KorčulaKobaš (Pelješac)

Ten miles east takes you to Kobaš Bay on the south coast of Pelješac peninsula — Croatia's longest peninsula and the heartland of the indigenous Plavac Mali red, the parent grape of Zinfandel. Kobaš itself is a small pine-walled cove with a single waterside konoba (Konoba Kobaš), which lays free mooring buoys for guests who eat ashore — pick up a buoy, dinner reservation locks it. The headline draw is the Pelješac wine country: the steep south-facing vineyards on the cliffs above Dingač and Postup villages produce the densest, most concentrated Plavac Mali wines in Croatia, with the Dingač appellation in particular requiring 100% old-vine south-slope fruit. A 30-minute taxi or village shuttle from Kobaš gets you to the cellars at Bartulović, Grgić or Saints Hills for tastings; book one or two ahead. The konoba's headline dishes are local oysters from Mali Ston (the next bay east, the most famous oyster region in Croatia) and beef pasticada slow-cooked overnight.

Things to do

Pick up a free buoy at Konoba Kobaš and book dinner ashore

Taxi to the Dingač or Postup vineyards for tastings

Order Mali Ston oysters and Pelješac Plavac Mali at the konoba

Walk the path inland to the small chapel above the bay

Swim from the boat in the pine-walled inner cove

Mooring tip

Free Konoba Kobaš buoys — dinner ashore secures the buoy, confirm on arrival. Anchoring on bottom possible (8–12 m, sand and weed) if buoys are full. Bay is sheltered from N, NE, W and NW; exposed to S gradient. If S forecast above 15 kn, push 6 nm east into Mali Ston Bay, fully sheltered.

Slano
7
Day 7

KobašSlano

The final leg is twelve miles southeast from Kobaš back into Marina Frapa Resort Slano.
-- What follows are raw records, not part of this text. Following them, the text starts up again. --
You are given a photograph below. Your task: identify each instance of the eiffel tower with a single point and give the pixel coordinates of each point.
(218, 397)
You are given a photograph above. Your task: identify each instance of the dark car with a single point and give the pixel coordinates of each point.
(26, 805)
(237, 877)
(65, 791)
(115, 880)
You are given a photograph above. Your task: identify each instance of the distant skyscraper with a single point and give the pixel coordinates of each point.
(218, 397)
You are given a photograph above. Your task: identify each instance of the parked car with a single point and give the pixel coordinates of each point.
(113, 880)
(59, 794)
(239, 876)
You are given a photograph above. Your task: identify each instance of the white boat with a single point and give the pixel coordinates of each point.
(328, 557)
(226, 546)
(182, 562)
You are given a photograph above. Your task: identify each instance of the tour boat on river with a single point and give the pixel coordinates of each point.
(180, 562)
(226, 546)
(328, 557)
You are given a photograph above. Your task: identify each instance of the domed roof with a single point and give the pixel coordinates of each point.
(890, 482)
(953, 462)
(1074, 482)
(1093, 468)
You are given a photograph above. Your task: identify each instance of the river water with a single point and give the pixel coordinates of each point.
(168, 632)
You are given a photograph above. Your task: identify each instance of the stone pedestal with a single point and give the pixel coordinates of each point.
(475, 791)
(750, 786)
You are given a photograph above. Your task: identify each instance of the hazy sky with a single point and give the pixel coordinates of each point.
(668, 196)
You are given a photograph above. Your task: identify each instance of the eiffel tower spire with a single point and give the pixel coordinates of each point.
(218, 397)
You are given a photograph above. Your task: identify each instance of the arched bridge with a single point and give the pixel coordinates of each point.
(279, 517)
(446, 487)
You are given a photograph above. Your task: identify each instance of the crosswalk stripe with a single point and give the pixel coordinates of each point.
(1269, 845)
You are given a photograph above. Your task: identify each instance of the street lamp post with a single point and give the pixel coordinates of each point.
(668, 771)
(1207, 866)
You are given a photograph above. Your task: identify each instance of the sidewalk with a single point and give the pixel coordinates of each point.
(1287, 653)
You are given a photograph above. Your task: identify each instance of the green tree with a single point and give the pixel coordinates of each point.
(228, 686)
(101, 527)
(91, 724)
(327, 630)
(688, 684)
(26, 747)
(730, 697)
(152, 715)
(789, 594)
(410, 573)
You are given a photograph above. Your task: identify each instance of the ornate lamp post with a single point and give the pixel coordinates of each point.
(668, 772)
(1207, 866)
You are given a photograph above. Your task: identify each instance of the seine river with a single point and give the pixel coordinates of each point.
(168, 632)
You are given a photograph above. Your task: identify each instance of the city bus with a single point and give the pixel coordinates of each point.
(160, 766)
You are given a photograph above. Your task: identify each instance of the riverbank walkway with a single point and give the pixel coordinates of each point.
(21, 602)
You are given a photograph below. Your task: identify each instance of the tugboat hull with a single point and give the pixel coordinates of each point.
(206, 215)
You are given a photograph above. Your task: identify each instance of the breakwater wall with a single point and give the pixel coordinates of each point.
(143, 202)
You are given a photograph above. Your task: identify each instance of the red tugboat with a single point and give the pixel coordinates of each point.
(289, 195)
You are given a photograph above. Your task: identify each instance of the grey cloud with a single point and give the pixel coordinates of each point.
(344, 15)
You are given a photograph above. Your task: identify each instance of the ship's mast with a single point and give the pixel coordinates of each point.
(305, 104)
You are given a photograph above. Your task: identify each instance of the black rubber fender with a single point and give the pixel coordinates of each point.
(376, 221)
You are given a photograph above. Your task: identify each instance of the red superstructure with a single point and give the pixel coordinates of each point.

Saturday handover protocol applies: the boat must be back at base by 09:00 with fuel topped, holding tanks emptied, decks rinsed and inventory checked, with the skipper available for the off-going inspection between 08:00 and 09:00. The course passes the southeast coast of Pelješac and a string of small swimming bays — a final swim stop in any of them is the standard close to the week before pushing into Slano Bay and up to the marina pontoon. Marina Frapa Resort Slano sits at the head of a long, deep, fully-sheltered bay (one of the best naturally protected anchorages in the south Adriatic) — the marina has lazy lines, water and power, fuel pontoon at the entrance, hotel and restaurants on the marina grounds. With fuel pumped and inspection clear, Dubrovnik airport is 45 minutes by car south. A long lunch at the marina hotel restaurant or in the small Slano village closes the week.

Things to do

Stop for a final swim on the south coast of Pelješac

Top up fuel and pump out before the 09:00 inspection

Take a final dip from the marina pontoon

Stand a long lunch at the marina hotel restaurant

Walk to the small village of Slano for the local konoba scene

Mooring tip

Return into Marina Frapa Resort Slano per your charter contract — base manager directs the slot. Saturday handover window 08:00–09:00; arrive by 17:00 Friday if your contract specifies night-before return. Fuel pontoon is on the western entrance side of the marina.